Flatheads possibly came down the Flint River from Georgia into Lake Seminole, where the Flint and Chattahoochee rivers merge to create the Apalachicola River. The Apalachicola flows 106 miles south to Apalachicola Bay. On the Apalachicola River system, anglers can catch big flatheads all year long, but the best fishing probably occurs from spring through fall.
"The Apalachicola River is a good place to fish for flatheads," stated Don Minchew with the North Florida Catfish Tournament Trail (www.floridacatfishclassic.com). "We fish from the dam all the way down to the Pinhook. That's about 100 miles of good fishing. People can catch 30- to 50-pound fish and possibly some bigger ones."
On May 15, 2016, 13-year-old Charles Patchen landed the third largest freshwater fish ever caught in Florida, a 63.80-pound flathead catfish in the Chattahoochee River in Jackson County. It measured 48.03-inches long with a 35.43-inch girth. The fish easily topped the existing Florida state record flathead of 55.05 pounds that came from the Yellow River in 2011.

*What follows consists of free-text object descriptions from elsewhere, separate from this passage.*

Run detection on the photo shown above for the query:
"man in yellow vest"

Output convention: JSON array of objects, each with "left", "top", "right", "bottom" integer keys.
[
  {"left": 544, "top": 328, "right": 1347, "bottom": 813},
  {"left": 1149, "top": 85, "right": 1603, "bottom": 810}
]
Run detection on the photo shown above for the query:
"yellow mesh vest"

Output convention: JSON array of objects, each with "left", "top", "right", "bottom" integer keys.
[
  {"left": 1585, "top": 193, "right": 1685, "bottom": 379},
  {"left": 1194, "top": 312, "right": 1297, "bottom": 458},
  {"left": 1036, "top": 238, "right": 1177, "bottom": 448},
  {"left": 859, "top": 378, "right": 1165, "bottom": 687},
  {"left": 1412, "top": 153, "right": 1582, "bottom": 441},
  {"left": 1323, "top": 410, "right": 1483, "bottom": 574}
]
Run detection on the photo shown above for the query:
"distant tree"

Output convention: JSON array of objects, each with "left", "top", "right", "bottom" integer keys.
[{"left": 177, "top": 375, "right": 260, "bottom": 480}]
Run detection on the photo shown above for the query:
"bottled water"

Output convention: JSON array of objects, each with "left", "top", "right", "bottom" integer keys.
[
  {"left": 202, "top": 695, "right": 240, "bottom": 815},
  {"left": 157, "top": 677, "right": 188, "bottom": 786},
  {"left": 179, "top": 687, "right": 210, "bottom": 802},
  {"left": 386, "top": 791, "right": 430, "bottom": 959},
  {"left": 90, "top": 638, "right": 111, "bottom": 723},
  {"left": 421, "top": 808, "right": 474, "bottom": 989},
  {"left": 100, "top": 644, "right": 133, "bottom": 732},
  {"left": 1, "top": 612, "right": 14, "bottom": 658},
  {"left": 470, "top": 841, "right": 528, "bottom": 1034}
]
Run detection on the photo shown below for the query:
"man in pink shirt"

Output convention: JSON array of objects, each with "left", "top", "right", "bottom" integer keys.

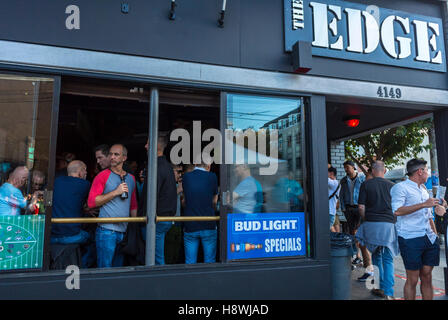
[{"left": 88, "top": 144, "right": 138, "bottom": 268}]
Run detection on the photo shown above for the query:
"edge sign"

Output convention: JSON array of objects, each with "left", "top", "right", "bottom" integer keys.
[{"left": 284, "top": 0, "right": 446, "bottom": 72}]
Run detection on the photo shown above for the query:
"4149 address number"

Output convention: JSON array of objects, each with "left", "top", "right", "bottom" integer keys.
[{"left": 377, "top": 86, "right": 402, "bottom": 99}]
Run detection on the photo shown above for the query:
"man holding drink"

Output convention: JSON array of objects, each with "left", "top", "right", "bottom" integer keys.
[
  {"left": 88, "top": 144, "right": 138, "bottom": 268},
  {"left": 391, "top": 158, "right": 447, "bottom": 300}
]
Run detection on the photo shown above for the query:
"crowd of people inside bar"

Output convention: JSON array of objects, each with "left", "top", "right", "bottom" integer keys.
[
  {"left": 0, "top": 132, "right": 284, "bottom": 269},
  {"left": 48, "top": 136, "right": 222, "bottom": 268}
]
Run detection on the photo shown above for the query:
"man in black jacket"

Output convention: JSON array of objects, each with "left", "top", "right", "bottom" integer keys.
[{"left": 139, "top": 135, "right": 177, "bottom": 265}]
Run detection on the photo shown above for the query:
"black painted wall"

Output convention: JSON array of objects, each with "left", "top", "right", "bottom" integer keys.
[
  {"left": 307, "top": 95, "right": 330, "bottom": 261},
  {"left": 0, "top": 261, "right": 331, "bottom": 299},
  {"left": 0, "top": 0, "right": 446, "bottom": 89},
  {"left": 434, "top": 109, "right": 448, "bottom": 194}
]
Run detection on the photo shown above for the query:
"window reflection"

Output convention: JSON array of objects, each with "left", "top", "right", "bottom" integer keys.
[
  {"left": 0, "top": 75, "right": 53, "bottom": 271},
  {"left": 231, "top": 164, "right": 263, "bottom": 214},
  {"left": 226, "top": 94, "right": 307, "bottom": 260},
  {"left": 227, "top": 95, "right": 305, "bottom": 214}
]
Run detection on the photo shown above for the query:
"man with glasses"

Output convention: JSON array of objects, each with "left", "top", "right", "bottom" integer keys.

The Escambia River can also produce good flathead action. Flatheads entered the Escambia in the early 1980s. Now, the river holds quite a few fish topping 50 pounds and countless cats in the 30- to 40-pound range. The fourth largest river in Florida, the Escambia runs 92 miles before entering Pensacola Bay. It holds the biggest concentration of freshwater fish in any Florida stream with more than 85 native species, giving flatheads abundant prey.

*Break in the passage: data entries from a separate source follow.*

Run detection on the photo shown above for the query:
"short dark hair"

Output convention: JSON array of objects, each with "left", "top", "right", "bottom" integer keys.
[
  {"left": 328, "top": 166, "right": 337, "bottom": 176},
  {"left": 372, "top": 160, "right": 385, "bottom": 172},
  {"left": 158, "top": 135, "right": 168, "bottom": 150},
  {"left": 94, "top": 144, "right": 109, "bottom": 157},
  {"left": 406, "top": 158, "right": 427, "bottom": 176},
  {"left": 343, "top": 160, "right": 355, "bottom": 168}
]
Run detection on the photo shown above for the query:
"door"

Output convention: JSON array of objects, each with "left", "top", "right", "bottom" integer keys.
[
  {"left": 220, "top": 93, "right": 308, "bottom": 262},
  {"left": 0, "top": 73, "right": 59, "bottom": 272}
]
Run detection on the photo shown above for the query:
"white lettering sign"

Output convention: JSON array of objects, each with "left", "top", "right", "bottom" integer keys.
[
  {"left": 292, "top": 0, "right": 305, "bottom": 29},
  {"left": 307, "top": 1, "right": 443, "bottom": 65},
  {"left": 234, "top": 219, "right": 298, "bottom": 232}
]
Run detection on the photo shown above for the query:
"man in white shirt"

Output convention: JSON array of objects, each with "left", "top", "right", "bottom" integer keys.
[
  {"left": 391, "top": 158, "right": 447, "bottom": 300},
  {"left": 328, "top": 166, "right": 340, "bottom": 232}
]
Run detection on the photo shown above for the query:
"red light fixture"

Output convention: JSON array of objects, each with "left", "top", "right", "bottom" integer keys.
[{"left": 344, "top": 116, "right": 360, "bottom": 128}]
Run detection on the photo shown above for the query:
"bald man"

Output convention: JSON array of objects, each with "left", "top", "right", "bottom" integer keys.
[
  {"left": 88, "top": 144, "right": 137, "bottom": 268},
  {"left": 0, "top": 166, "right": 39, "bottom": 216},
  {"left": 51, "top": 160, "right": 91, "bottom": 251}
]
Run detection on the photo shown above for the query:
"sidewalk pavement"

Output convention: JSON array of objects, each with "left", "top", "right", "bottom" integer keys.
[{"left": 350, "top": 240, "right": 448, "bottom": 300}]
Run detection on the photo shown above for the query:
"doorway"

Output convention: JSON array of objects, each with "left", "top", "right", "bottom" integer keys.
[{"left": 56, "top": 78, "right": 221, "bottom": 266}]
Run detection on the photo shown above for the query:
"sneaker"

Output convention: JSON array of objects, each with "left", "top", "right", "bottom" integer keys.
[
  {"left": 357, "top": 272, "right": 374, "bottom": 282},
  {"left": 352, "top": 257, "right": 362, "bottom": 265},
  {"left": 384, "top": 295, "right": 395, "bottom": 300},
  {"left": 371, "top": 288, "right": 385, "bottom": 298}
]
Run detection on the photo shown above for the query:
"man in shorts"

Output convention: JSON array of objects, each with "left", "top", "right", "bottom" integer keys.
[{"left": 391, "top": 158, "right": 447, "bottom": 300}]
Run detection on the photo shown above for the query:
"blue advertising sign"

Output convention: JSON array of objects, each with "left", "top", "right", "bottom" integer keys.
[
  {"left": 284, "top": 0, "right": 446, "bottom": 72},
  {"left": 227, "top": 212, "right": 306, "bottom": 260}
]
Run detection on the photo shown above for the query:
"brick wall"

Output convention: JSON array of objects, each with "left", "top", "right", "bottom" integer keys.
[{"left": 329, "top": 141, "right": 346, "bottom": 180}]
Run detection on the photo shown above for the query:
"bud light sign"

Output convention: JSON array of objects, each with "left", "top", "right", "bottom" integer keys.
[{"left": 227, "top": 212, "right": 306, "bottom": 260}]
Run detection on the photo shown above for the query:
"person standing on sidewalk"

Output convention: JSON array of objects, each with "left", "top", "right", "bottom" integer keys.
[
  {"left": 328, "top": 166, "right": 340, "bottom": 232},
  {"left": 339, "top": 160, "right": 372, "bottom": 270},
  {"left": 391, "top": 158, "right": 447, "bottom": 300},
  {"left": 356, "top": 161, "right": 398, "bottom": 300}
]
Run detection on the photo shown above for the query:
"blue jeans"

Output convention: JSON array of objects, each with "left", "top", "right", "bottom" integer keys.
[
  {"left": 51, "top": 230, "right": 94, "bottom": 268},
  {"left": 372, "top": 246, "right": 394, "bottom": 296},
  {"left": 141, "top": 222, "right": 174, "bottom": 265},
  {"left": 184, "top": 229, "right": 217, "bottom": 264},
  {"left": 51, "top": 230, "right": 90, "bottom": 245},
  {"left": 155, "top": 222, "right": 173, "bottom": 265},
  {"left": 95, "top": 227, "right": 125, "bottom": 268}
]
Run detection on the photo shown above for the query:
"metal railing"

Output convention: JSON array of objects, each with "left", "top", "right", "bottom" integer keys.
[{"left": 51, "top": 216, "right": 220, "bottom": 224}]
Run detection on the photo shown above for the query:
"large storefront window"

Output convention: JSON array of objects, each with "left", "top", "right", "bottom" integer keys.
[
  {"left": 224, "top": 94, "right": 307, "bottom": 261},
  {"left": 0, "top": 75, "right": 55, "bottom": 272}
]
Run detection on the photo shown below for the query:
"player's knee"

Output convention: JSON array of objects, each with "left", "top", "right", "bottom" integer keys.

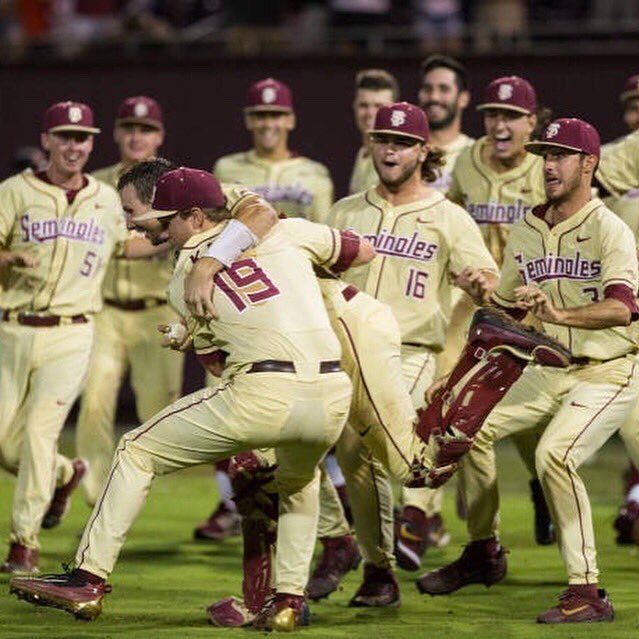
[
  {"left": 535, "top": 441, "right": 564, "bottom": 478},
  {"left": 0, "top": 445, "right": 19, "bottom": 473}
]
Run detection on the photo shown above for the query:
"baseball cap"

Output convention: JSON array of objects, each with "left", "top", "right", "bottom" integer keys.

"The Escambia River is the best place in Florida to catch big flatheads," claimed Glenn Flowers, Cat Hunters Trophy Catfishing Guide Service (www.cathunters.net) in Pensacola. "In my opinion, the Choctawhatchee is second only to the Escambia for producing big flatheads. Third on my list would be the Apalachicola River."
Other Panhandle rivers also hold good flatheads. The Perdido forms part of the Alabama-Florida line and flows into Perdido Bay west of Pensacola. The Yellow River enters Blackwater Bay, an arm of Pensacola Bay, as does the Blackwater River. The Ochlockonee River flows 206 miles through Georgia and Florida, passing through Lake Talquin west of Tallahassee before entering Ochlockonee Bay in Wakulla County.
To catch flatheads, think like a predator. The voracious predators prefer to catch their own prey. They hide near logjams, stumps, holes and other places where then can ambush pretty much any fish they can gulp with their cavernous mouths. When looking for flatheads, first find good cover and abundant baitfish.
"When I'm going catfishing, I usually get to the river a few hours early to catch my live bait," Flowers said. "It usually doesn't take long to catch a limit of bluegills. Then, I'll look for wood, especially piles that have been there a long time. I also look for lines of willow trees hanging over the shoreline in front of deep holes, but where the water comes up to about 5 feet deep. Flatheads hunt along those willow lines. I usually fish in water 10-feet deep or less."
Whether trying to break a state record or just fill a freezer, anglers throughout the Sunshine State can enjoy many opportunities to watch catfish stretch their lines.